Is there an opportunity for a major destination to up its branding and image and at the same time address a marine tourism need?
Linda Cartlidge writing for BYM News:
“Unlike Europe, marinas in Asia are more about safe berthing for your vessel as opposed to a destination in its own right”, reports Captain Nick Coombes, head of Asia Pacific Superyachts Malaysia based on Langkawi Island.
“Very few marinas are located in popular tourist areas in Asia Pacific regions- thus the idea of sitting on your yacht and watching the world watch you, is not an option. As a result most Superyacht visitors and charters here never see a marina, but instead spend their entire journey cruising from beautiful anchorage to beautiful anchorage”, says Captain Nick; “It is a lot more about exploring the natural splendor of South East Asia, than cruising from town to town.”
If you are interested in marinas in Asia Pacific – there are more options now, reflecting the rising affluence of Asia. “There are now world-class marinas and accommodation in nearly every sailing region”, notes Captain Nick: “There’s Phuket, providing hundreds of berths for everything from Superyachts to small cruisers. To the south Malaysia’s Langkawi Island is a popular winter destination as are the chain of facilities that run down the Malacca Straits to Kuala Lumpur, Singapore and heading east into the vast Gulf of Thailand.
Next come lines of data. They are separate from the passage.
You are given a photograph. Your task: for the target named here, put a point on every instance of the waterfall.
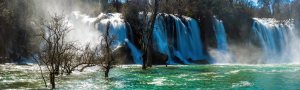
(174, 38)
(221, 55)
(278, 41)
(89, 30)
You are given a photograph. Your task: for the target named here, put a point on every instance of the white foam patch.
(158, 81)
(241, 84)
And, coming on board with APS in 2013, is New Zealand, which can boast of excellent marinas and anchorage options in the Pacific region.
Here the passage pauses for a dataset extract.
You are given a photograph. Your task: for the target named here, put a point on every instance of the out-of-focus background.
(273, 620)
There’s no doubt Superyachts are being challenged in finding places to stay as the world’s fleet of Superyachts has ballooned in the past five years by 25 percent, to around 4,600, according to Marina Projects, a U.K. consultancy firm as excerpted from an article by Jason Chow in the Wall Street Journal Asia: “Owners of the world’s Superyachts are running into a new problem as they set sail across the crowded seas: finding a place to park. In the Mediterranean, which is where most of the yachts are located, there are an estimated 3,000 superyacht berths. Shortages in some countries mean opportunity for other aspiring yachting centers. But will boat owners want to broaden their horizons?”